During the Soviet period the city became a major industrial center. GAZ cars were produced in Gorky, ships and submarines descended from the stocks of the Krasnoye Sormovo plant, and the Sokol aircraft factory produced famous MIG bomber-fighters. The defense specifics of many enterprises in the city, however, made it impossible for foreigners to visit it. Till the middle of the 1980s Gorky was a «closed city». Nevertheless, the city actively developed as a center for domestic tourism. From May to September Gorky was visited by thousands of tourists arriving here on river ships along the Volga and the Oka. And nowadays many people in Russia choose this type of travel to visit the old Russian city. Those who arrive in Nizhny Novgorod seek to visit the ancient Kremlin, see the giant Lenin Square with a monument to the leader of the world proletariat 17 meters high. Many people come here to see the amazing churches that have been preserved and ride on a ropeway that crosses the Volga between Nizhny Novgorod and the suburbs of Bor. The ropeway was put into operation in 2012. It is unique as it has the largest in Europe unsupported flight over the water — 861 meters! The entire ropeway is supported by 10 pillars.
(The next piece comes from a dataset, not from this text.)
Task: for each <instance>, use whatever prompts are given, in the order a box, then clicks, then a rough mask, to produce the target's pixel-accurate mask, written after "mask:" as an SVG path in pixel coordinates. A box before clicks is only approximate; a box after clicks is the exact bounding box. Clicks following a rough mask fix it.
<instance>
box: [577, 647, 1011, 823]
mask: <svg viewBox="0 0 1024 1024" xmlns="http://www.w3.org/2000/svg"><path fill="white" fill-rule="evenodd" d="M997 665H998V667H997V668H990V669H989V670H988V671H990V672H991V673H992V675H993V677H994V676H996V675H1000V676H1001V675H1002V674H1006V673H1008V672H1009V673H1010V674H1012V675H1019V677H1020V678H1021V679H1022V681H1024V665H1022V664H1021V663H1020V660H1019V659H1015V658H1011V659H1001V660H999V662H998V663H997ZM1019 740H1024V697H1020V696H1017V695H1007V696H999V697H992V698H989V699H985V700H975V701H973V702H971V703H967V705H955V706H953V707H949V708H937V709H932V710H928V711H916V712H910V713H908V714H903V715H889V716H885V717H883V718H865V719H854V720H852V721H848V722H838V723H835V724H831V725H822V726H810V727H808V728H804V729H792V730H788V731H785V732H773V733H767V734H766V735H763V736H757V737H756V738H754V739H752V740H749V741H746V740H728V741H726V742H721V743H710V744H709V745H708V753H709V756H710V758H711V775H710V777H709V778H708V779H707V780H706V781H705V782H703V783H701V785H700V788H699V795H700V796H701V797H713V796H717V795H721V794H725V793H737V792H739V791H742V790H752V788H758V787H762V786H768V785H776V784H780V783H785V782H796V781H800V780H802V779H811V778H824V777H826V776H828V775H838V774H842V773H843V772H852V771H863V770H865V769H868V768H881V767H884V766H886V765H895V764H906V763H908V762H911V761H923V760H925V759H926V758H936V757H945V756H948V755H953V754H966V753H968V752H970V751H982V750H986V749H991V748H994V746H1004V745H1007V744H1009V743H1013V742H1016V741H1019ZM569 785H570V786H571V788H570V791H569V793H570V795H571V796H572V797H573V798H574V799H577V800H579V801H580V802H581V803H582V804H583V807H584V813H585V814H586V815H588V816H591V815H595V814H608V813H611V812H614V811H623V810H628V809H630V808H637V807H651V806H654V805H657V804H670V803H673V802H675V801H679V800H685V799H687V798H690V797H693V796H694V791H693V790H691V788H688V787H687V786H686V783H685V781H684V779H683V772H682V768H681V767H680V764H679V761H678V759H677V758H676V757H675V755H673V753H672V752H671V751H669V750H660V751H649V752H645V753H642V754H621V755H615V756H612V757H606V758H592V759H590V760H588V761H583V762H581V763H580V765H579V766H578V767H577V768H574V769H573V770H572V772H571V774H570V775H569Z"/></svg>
Nizhny Novgorod left its mark on the gastronomic map of Russia too. The many hours tea drinking of merchants of Nizhny Novgorod during the fairs entered the Russian folklore. As a rule, the prolonged gatherings of merchants for the samovar were accompanied by eating pancakes with a variety of fillings: caviar, fish, and sour cream, jam and so on. One can find pancakes almost in any restaurant of the city today as well. For their part, the Volga and the Oka determined the «fish» orientation of the local cuisine. People in Nizhny Novgorod liked ukha — a rich fish soup very much since the earliest times. But they cooked it in different ways. Yellow ukha was cooked from sterlet, pepper was added to white ukha, and saffron was added to the red ukha and cloves to the black one. There was also a sweet ukha — it was made of ruff. The second often served dish was a fish loaf — large fish cutlets cooked with the addition of spices and herbs.
In 2018 the city takes matches of the World Cup. The Nizhny Novgorod Stadium, reconstructed to this event, accommodates 44 thousand spectators.
One of the most successful cities in Russia Nizhny Novgorod almost always finds itself in the top of the Russian rating on the quality of life and the development potential. In recent decades it is actively developing as a center of the IT industry. In particular, Intel has placed its branch here. All of the leading IT companies in Russia have their representative offices in the city. So the «pocket of Russia» once has every chance for becoming its «brain».
One can get to Nizhny Novgorod from Moscow in several ways. The most convenient of them is the high-speed train Lastochka, which in just 4 hours will take a traveler from Moscow to the Volga bank. The train leaves from the Yaroslavsky railway station of Moscow. In addition, regular trains as well as planes that fly from all airports of Moscow are available to tourists.